El día era espléndido y en Junio el sol de España, que tantas divisas aporta a la economía patria, puede calentar seriamente la sesera de los hispanos que tengan la osadía de retarlo sin sombrero ni techo en el vehículo. Poco a poco íbamos notando su influencia y el camisero de seda de Mireya, que estaba magnífico y vaporoso cuando salimos, empezaba a mostrar una fastidiosa tendencia a adherirse a su cuerpo.
Mireya, impertérrita, comentó que Donosti estaba más lejos de lo que ella recordaba… Al fin supuso una auténtica liberación llegar al restaurante de Igueldo y zambullirnos en su sombra acogedora.
Hay que reconocer que el pueblo vasco tiene una mano especial para la cocina y ese día el chef estaba inspirado. Además, en los restaurantes de mayor fuste de San Sebastián se considera, acertadamente según mi opinión, que el ajo es un condimento y no un alimento básico.
Salimos eufóricos, el coche había permanecido a la sombra y un horizonte de felicidad se abría ante nosotros: supongo que los políticos se refieren a esa sensación cuando hablan del «estado del bienestar.»
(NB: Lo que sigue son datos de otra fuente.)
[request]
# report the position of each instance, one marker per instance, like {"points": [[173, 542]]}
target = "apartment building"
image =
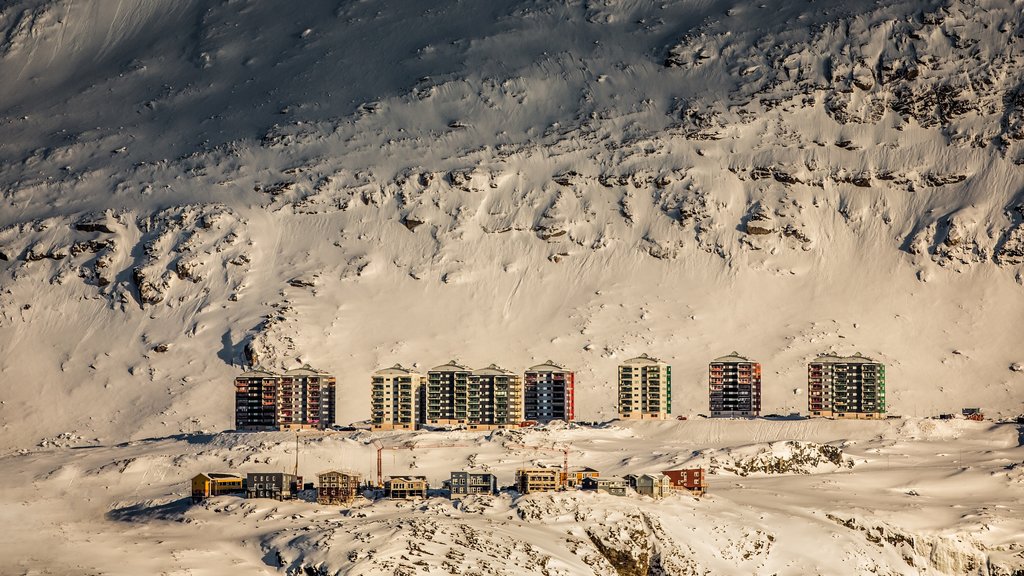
{"points": [[448, 395], [653, 485], [734, 386], [528, 481], [495, 399], [846, 387], [549, 394], [644, 388], [215, 484], [397, 399], [256, 400], [463, 483], [279, 486], [689, 480], [406, 487], [305, 400], [336, 487]]}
Pero antes de llegar a Miranda de Ebro, las nubes, que venían amenazando tormenta, decidieron haber llegado su momento y descargaron sin piedad. Tuve que detenerme en medio de los descampados para estudiar el libro de instrucciones y descubrir como se despliega la capota «de toda garantía» según reza en la publicidad.
Los folletos deben explicarlo perfectamente en japonés, incluso en coreano, pero las traducciones españolas son confusas y me llevó un cierto tiempo llegar a entender cual era el mando que ordenaba el cierre y qué botón ajustaba afirmado el techo.
Mientras, soporté estoicamente las invectivas de Mireya sobre mi torpeza, que estaban plenamente justificadas porque el camisero de seda se le había pegado al cuerpo, al parecer, para siempre.
A ella le correspondió, como de costumbre, la última palabra:
–Tu siempre has sabido de coches, así que te toca decidir el más oportuno.